L’écouter évoquer le Gabon, dont il fut l’un des dirigeants les plus loyaux sous Omar Bongo, c’est évoquer une jeunesse flétrie, un pays sclérosé et gâté par les fruits pourris du régime sous un soleil chaud « qui annonce l’orage ». « Ali Bongo est un incapable à la tête d’un pays qui prend l’eau, tranche-t-il. Il ne sait pas comment fonctionne son pays. Et la campagne ne manquera pas de rebondir sur son identité. »

La polémique a été lancée à l’automne 2014 après la publication du livre de Pierre Péan, Nouvelles Affaires africaines, qui affirme qu’Ali Bongo aurait falsifié son acte de naissance. Selon cette thèse, démentie par la présidence gabonaise qui a porté plainte, il serait en fait un enfant nigérian adopté pendant la guerre du Biafra, à la fin des années 1960.

« Repli français »

Pour Jean Ping, « Ali Bongo est la chose de Sarkozy et de Guéant. Ils l’ont fabriqué. » En 2009, lors de l’élection d’Ali Bongo, M. Ping est à la tête de la commission de l’Union africaine (UA), la seule organisation internationale à refuser l’intervention militaire étrangère en Libye. Jean Ping s’engage avec une initiative de médiation, qui sera balayée. Il tient donc Nicolas Sarkozy pour l’un des responsables du chaos libyen.

Jean Ping dit avoir rencontré depuis six mois à Paris « des leaders français de gauche comme de droite » pour leur expliquer « la nécessité d’une alternance et sur l’Etat dégradé du pays et de ses institutions ». Et ? « Paris a ses propres services et sait parfaitement ce qu’il en est du pays…. Mais Paris dicte et Ali fait… », souffle-t-il, en ajoutant qu’il considère le ministre de la défense Jean-Yves Le Drian comme « le seul ministre des affaires étrangères d’Hollande ».

Les rapports de Jean Ping, comme beaucoup d’opposants africains, avec l’Elysée auraient été marqués par « une incompréhension », notamment avec Hélène Le Gal, qui en dirigeait la cellule Afrique et vient d’être nommée ambassadeur de France en Israël.

Il est ennuyé et prend un temps de réflexion : « Comment dire ? La première impression est d’avoir eu à faire à une idéologue. La Françafrique, nous sommes tous d’accord, c’est fini, me dit-elle. Entendu, mais que fait-on ? Je lui réponds : nos liens sont forts, liés à colonisation, à la langue, etc. Alors, je renchéris : on jette tout ? Débrouillez-vous, me fait-elle. Mais qu’est-ce que ça veut dire : ce n’est pas possible de dire aux Africains francophones une chose pareille sans rien proposer. Je vois cela comme un repli que l’on peut mettre en parallèle avec un repli français sur lui-même et ça me désole », lâche-t-il.

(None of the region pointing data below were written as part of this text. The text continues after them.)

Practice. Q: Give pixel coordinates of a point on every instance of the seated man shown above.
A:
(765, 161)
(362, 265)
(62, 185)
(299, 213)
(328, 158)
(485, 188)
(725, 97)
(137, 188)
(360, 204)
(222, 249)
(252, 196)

Le Chinois aux « yeux de travers »

Jean Ping, après vingt-six années derrière les portes capitonnées des ministères, parle de lui avec un immense orgueil et une touchante innocence. « Au fond, j’aurais pu rester dans un exil parisien à gérer les affaires de mon cabinet de consulting. » Et quand il évoque Omar Bongo, il convoque Machiavel et Talleyrand : « Un homme extrêmement rusé, intelligent. Une intelligence instinctive, celle du fauve. Et patient, en toutes choses. Il n’avait pas fait d’études mais savait remarquablement manœuvrer les hommes. » La différence majeure entre le père et le fils, selon lui ? « Omar absorbait l’adversaire politique. Ali, lui, le rejette, l’expulse comme un corps étranger. »

Etranger, Jean Ping ? « A l’école, on m’appelait “yeux de travers”. On était trois métis dans le village. Deux Blancs et moi. Le métis en Afrique est vu comme l’homme “entre deux mondes”. Tu es chinois ! me disait-on. Mais je ne parle pas mandarin. Ma langue, c’est le français. » L’élection du 27 août, elle, est gabonaise.